Huevos Rancheros Breakfast Bake with Avo dip and Corn Salsa
- 1 red onion, finely diced
- Olive oil, for frying
- 1 tsp paprika
- 2 tsp tomato paste
- 1 red pepper, seeded and diced
- 1 garlic clove, crushed
- 1 small chilli, seeded and finely chopped
- 120g rosa tomatoes, halved
- 3 limes
- 4 large eggs
- Freshly ground black pepper
- 2 tsp roughly chopped fresh coriander
- 1 large ripe avocado
- 1 large spring onion, finely sliced
- 2 cobs of corn, kernels removed
- ¼ cucumber, diced
- 2 tsp sugar
- 2 to 4 tortilla wraps
Preheat the oven to 180°C.
In a large ovenproof skillet, sweat off the red onion in olive oil until soft and translucent. Add the paprika and fry for 2 minutes. Add the tomato paste and fry for a further 2 minutes. Add the pepper, garlic, two-thirds of the chilli and tomatoes, and cook over medium heat for 10 minutes.
Squeeze the juice from 1 lime and season to taste with salt and freshly cracked black pepper.

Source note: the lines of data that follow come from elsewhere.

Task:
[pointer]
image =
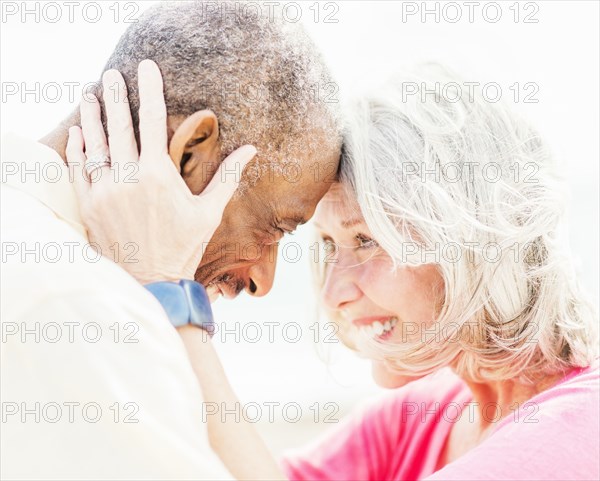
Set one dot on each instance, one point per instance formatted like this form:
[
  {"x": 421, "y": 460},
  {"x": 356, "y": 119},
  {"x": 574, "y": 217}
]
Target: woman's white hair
[{"x": 445, "y": 177}]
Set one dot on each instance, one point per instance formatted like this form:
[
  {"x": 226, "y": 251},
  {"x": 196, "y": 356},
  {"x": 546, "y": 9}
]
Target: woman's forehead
[{"x": 337, "y": 203}]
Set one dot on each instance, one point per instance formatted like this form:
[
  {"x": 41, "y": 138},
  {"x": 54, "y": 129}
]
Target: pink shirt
[{"x": 554, "y": 435}]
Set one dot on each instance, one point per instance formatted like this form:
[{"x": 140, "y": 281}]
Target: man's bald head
[
  {"x": 267, "y": 86},
  {"x": 262, "y": 77}
]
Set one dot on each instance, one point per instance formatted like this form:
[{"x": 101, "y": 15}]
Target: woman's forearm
[{"x": 237, "y": 443}]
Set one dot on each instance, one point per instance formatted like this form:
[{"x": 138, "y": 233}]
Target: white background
[{"x": 559, "y": 53}]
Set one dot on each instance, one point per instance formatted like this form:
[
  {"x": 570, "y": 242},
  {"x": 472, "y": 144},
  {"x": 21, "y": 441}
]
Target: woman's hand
[{"x": 138, "y": 210}]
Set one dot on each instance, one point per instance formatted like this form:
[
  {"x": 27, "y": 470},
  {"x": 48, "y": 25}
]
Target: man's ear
[{"x": 195, "y": 148}]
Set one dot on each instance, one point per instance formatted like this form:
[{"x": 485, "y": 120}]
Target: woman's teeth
[{"x": 378, "y": 328}]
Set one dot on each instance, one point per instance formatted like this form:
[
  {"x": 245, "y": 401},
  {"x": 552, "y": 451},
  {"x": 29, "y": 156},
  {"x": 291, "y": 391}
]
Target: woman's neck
[{"x": 494, "y": 400}]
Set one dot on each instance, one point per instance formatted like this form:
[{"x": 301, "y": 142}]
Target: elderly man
[{"x": 96, "y": 383}]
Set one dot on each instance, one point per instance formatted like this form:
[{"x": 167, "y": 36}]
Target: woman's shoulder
[{"x": 553, "y": 435}]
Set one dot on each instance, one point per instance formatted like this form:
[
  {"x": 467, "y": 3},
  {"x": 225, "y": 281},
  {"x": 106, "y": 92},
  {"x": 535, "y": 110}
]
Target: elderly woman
[{"x": 447, "y": 269}]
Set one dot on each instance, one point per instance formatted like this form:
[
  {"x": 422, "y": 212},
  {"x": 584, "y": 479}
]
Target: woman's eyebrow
[{"x": 352, "y": 222}]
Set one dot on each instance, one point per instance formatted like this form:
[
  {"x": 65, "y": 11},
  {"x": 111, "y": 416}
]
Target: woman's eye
[{"x": 365, "y": 242}]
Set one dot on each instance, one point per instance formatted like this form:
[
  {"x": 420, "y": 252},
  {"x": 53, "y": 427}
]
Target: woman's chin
[{"x": 386, "y": 378}]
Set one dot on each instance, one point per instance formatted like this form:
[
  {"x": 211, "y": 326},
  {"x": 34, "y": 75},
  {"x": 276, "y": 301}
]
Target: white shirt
[{"x": 95, "y": 381}]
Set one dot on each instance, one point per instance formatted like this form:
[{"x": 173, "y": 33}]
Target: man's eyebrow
[{"x": 294, "y": 220}]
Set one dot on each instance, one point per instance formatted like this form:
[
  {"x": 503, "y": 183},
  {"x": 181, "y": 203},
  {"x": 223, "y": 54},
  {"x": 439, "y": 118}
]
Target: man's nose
[
  {"x": 339, "y": 287},
  {"x": 262, "y": 274}
]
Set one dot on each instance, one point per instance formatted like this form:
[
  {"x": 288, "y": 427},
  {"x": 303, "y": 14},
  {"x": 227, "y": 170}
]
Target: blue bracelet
[{"x": 185, "y": 303}]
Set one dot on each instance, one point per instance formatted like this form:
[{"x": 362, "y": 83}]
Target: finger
[
  {"x": 122, "y": 146},
  {"x": 94, "y": 137},
  {"x": 76, "y": 162},
  {"x": 227, "y": 178},
  {"x": 153, "y": 112}
]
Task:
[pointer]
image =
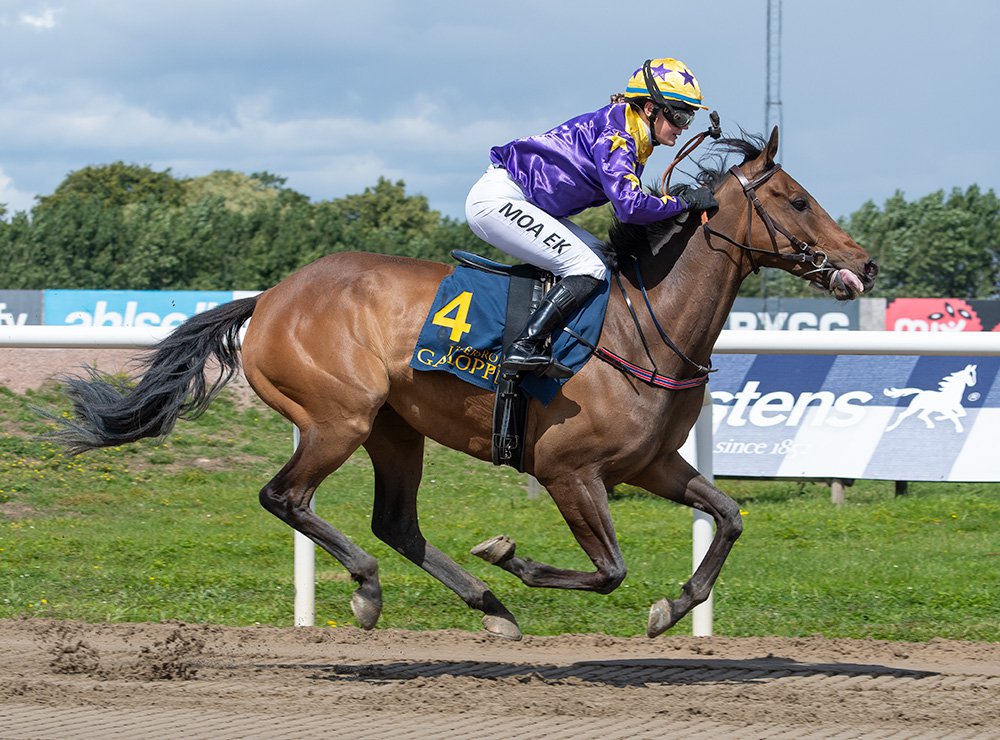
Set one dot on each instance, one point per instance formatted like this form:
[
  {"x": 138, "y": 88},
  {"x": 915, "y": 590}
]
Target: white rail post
[
  {"x": 305, "y": 568},
  {"x": 703, "y": 526}
]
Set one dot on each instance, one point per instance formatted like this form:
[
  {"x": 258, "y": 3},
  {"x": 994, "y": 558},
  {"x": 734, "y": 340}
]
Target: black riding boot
[{"x": 530, "y": 352}]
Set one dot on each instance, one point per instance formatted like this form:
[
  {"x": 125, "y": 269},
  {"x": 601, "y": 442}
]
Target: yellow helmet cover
[{"x": 673, "y": 79}]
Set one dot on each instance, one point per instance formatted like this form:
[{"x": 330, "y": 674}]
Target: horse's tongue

Make 4 spaces in the onion sauce for the eggs. Crack the eggs into the open spaces and season.
Bake in the preheated oven for 5 minutes. Scatter with 1 tsp of the chopped coriander.
To make the avo dip:
In a small bowl, mash the avocado, add the juice of 1 lime, half of the sliced spring onion and ½ tsp of the coriander. Season to taste with salt and freshly ground black pepper.
To make the sweetcorn salsa:
In a bowl combine the sweetcorn kernels, cucumber, the remaining spring onion, coriander and chilli, juice of 1 lime and the sugar. Season to taste with salt and freshly ground black pepper.
Serve the breakfast bake with the avo dip, sweetcorn salsa and crisped tortilla chips.